The fight to preserve Bristol Bay isn’t a simple one pitting business interests on one side against environmentalists on the other.  According to Stop Pebble Mine, an initiative sponsored by the Bristol Bay Defense Fund — a coalition of business, tribal, nonprofit, and community organizations dedicated to protecting Bristol Bay from the Pebble Mine:

Bristol Bay is the lifeblood of Alaska. Home to the world’s largest wild sockeye salmon run, the bay provides tens of thousands of Alaskan jobs and feeds Americans from coast to coast. Its pristine waters have sustained the Indigenous peoples of the region for millennia, and each year tens of thousands of anglers and visitors from around the world are drawn to its extraordinary beauty and abundance.

Tussling over the Pebble Mine project has been ongoing for more than a decade.  According to the Washington Post, in EPA to protect Alaska’s Bristol Bay, blocking major gold mine:

The Obama administration initially proposed blocking the project in 2014 due to what it called the “unacceptable environmental effects” that an open-pit mine posed to the region’s ecologically and economically valuable habitats.
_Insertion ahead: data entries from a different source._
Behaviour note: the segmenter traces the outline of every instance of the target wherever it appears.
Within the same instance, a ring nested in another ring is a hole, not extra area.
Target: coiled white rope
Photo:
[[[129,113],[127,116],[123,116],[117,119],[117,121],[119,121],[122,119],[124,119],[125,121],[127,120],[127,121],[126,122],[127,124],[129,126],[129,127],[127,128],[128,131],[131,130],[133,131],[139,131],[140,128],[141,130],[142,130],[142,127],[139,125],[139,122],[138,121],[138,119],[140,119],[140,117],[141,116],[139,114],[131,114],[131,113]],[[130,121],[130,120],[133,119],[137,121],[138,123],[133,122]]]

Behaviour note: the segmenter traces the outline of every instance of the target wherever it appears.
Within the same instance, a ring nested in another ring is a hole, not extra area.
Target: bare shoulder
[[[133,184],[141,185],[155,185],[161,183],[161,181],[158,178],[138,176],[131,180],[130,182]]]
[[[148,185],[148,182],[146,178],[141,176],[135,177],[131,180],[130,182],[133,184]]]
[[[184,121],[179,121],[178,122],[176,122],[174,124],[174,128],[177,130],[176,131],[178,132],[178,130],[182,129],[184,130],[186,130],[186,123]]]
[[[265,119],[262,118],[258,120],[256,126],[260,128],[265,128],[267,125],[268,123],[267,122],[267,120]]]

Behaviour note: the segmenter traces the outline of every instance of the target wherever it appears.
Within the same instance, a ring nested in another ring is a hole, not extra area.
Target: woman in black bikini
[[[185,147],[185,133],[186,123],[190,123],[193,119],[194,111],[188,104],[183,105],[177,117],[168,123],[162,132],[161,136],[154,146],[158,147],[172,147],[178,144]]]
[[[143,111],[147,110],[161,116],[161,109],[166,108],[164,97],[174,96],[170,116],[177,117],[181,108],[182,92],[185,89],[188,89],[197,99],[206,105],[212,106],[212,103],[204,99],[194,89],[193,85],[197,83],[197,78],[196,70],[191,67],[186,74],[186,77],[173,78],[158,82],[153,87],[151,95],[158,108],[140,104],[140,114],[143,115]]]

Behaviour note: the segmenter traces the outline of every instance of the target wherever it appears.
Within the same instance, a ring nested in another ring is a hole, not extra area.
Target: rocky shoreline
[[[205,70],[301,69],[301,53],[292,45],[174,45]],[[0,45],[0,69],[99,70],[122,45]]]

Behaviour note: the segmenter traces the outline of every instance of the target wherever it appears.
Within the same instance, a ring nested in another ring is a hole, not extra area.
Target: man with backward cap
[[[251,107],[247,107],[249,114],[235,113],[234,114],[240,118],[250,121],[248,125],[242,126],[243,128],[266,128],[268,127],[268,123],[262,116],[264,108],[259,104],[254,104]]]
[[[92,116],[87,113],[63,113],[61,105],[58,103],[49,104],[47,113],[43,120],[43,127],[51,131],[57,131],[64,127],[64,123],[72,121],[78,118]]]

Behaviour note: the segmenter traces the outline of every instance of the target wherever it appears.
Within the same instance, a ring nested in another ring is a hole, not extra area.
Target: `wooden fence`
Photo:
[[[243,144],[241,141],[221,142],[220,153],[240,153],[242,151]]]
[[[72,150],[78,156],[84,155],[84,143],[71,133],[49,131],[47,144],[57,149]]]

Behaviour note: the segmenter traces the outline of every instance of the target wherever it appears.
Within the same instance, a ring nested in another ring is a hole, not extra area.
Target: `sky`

It did not, however, finalize that determination.

The Bristol Bay watershed, unlike the waters of many other salmon fisheries, requires no hatcheries to raise and release fish into its rivers. The Obama administration projected that mining activity could destroy 1,200 acres of wetlands, lakes and ponds.

On this project, as with so many other environmental issues, Trump’s EPA administration did not see eye-to-eye with his predecessor. Over to the WaPo:

President Donald Trump’s first EPA administrator,Scott Pruitt, reversed that finding and allowed the mine operators to apply for a permit. But the Trump administration eventually shelved the mining plan after the release of embarrassing secret recordings of the mine’s sponsors as well as sustained opposition from Fox News host Tucker Carlson and other leading conservatives who like to fish in the area.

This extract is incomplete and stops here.